One way to interpret Cramer's rule is in the projective geometry I spoke of. As I said, lines with an aribtrary offset from the origin require 3 degrees of freedom to describe: a point that the line goes through (two degrees) and a direction (one degree). The natural way to work with this is in a three dimensional space. In $ax + by = c$, let $c$ go along the third axis, and the vector $a e_1 + b e_2 + c e_3$ goes normal to a plane through the origin. Take another such vector, $u e_1 + v e_2 + w e_3$, and take the cross product.
$$(a e_1 + b e_2 + c e_3) \times (u e_1 + v e_2 + w e_3) = (av - bu) e_3 + (bw - cv) e_1 + (cu - av) e_2$$
Note that this is a homogeneous representation, and any non-unit factor of $e_3$ can be rescaled.

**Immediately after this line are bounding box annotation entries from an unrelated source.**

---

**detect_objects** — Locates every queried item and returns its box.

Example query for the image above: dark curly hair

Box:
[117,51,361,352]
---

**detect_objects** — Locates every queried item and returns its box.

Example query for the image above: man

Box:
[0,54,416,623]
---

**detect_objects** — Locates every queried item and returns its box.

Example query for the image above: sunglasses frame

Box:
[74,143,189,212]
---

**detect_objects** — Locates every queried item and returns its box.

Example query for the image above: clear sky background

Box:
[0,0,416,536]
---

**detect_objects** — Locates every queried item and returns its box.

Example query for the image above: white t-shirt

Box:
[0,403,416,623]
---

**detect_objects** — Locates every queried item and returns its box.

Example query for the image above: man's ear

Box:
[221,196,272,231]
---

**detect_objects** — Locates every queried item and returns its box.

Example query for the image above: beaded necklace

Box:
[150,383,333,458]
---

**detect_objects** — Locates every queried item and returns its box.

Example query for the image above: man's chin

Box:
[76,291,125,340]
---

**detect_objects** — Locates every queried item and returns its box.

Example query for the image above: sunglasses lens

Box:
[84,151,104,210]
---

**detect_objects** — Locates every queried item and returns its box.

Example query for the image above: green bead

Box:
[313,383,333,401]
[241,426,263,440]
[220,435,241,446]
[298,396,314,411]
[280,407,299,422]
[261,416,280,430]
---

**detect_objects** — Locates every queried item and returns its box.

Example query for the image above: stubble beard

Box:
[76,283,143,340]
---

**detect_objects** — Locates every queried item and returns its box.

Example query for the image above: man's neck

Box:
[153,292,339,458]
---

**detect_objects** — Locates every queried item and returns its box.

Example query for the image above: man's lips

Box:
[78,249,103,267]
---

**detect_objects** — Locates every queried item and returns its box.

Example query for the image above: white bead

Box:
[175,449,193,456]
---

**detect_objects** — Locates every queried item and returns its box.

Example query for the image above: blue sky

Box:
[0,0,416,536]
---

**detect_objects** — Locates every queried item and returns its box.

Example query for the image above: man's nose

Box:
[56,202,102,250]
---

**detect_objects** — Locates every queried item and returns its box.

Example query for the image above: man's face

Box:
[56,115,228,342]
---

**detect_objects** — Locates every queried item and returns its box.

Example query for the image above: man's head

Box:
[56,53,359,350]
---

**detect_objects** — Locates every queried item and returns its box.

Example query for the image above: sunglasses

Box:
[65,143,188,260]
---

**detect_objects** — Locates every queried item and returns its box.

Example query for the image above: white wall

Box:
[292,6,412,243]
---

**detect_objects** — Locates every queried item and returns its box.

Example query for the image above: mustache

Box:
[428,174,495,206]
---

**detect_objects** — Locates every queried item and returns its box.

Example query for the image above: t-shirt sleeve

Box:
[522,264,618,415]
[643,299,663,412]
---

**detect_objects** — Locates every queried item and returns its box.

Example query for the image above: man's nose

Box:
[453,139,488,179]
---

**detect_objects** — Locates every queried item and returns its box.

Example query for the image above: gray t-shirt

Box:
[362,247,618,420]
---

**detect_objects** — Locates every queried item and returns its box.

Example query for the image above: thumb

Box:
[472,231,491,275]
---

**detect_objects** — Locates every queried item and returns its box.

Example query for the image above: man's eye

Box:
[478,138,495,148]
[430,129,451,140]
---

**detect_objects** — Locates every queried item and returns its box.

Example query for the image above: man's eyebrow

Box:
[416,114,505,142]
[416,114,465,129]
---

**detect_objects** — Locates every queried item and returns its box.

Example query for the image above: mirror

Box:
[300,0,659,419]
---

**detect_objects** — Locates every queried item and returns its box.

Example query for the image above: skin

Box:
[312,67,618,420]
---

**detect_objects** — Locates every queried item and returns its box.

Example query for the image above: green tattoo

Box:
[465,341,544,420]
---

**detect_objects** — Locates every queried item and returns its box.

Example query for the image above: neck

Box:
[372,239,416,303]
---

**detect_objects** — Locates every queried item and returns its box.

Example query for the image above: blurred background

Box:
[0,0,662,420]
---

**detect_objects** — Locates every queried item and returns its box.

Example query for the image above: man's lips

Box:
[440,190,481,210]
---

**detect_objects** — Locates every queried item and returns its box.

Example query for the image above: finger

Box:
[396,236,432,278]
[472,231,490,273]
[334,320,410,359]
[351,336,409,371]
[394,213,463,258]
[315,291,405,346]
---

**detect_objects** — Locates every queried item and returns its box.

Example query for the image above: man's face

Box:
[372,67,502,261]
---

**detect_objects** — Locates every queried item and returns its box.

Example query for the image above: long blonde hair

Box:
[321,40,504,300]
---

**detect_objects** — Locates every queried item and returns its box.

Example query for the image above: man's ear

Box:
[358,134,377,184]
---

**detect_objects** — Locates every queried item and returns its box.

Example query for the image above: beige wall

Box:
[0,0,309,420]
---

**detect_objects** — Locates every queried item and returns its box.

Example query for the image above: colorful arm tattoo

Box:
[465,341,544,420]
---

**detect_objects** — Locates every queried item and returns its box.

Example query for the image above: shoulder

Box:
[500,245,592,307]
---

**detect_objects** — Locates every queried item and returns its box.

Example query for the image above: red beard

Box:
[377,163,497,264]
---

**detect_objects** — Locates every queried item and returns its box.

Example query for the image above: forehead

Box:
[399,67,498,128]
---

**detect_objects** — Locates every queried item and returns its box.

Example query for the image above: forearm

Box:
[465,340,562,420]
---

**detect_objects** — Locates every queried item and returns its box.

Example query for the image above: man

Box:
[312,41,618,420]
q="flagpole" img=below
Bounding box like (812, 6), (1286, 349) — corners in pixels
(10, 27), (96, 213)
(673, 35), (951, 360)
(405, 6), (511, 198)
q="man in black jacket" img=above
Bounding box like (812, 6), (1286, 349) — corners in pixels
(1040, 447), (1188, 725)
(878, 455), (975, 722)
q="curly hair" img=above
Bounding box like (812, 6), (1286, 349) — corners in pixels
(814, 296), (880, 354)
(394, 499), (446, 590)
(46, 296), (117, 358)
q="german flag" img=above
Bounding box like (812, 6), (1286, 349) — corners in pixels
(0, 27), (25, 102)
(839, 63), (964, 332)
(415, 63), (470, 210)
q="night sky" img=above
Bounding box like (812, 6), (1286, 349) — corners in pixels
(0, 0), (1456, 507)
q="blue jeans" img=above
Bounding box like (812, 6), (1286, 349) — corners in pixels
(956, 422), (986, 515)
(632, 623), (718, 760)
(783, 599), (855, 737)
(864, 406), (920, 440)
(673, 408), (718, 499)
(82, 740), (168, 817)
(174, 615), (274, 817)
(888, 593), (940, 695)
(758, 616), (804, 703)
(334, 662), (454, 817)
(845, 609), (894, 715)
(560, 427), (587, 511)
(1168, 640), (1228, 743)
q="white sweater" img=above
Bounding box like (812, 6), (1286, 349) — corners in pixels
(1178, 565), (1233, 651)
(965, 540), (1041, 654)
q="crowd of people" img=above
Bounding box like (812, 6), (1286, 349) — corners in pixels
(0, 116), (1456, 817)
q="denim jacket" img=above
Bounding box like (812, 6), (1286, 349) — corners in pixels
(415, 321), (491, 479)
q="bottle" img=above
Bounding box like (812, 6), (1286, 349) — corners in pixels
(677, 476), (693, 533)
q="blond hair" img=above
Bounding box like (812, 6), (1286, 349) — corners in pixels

Dividing through by the coefficient of $e_3$ generates exactly the terms of cramer's rule, and the interpretation geometrically is simple: we found the common line between the two planes (planes which, in this space, represent lines on the original space), whose direction must of course be perpendicular to the planes' normal vectors. Where the common line in the projective space intersects the projective plane is the ordinary point of intersection.
There is a way to extend this to arbitrary dimensions (ones in which the cross product doesn't exist), but you're on the right track, talking about alternating bilinear forms.
I'm afraid I'm not really able to follow from this point (or even to answer your original question), but I think I can probe at your difficulty as follows: the idea of a system of linear equations being a linear map is, indeed, quite arbitrary (you can choose the ordering of the equations as they correspond to components however you like and add and subtract equations at will). It doesn't have a neat geometric interpretation, as far as I can see. Homogeneous coordinates and projective geometry, on the other hand, give very neat and clean geometric interpretations, something you can intuitively understand (or at least that I can).
I won't call this a complete answer, but perhaps delving into projective geometry and homogeneous coordinates will give you further insights into the problem of finding the intersections between lines (or the common lines between planes, etc.). It's the only method I use anymore. In particular, I highly recommend the geometric (clifford) algebra approach to this stuff. Doran and Lasenby or Dorst, Fontijne, and Mann give excellent descriptions of projective geometry (and conformal geometry) using that formalism.
Best Answer
In order to show that $Ax+By=C$ is the general equation for a straight line, we need a definition of "straight line." You might be tempted to define a straight line as "a curve such that it is the path of shortest distance between any two points on itself," but showing that $Ax+By=C$ gives the shortest distance between any two points is a somewhat long story, so I hope you'll be satisfied with defining a straight line as "a path of constant slope," i.e., for any two points $(x_1,y_1)$ and $(x_2,y_2)$, the slope $\frac{y_2-y_1}{x_2-x_1}$ is constant (depends on the line but not on the particular points). Now, every line has at least one point and a slope, and if we fix a point $(x_0,y_0)$ and a slope $m$, we must have the equation $$ m = \frac{y-y_0}{x-x_0}$$ which rearranges to $Ax+By=C$ form. The one exceptional case is the "infinite slope" vertical line $y=C$ which is already in the desired form. Conversely, if we have $Ax+By=C$, we can show slope is constant: taking two points $(x_1,y_1)$ and $(x_2,y_2)$, we get $A(x_2-x_1) + B(y_2-y_1)=0$, which rearranges to an equation of constant slope.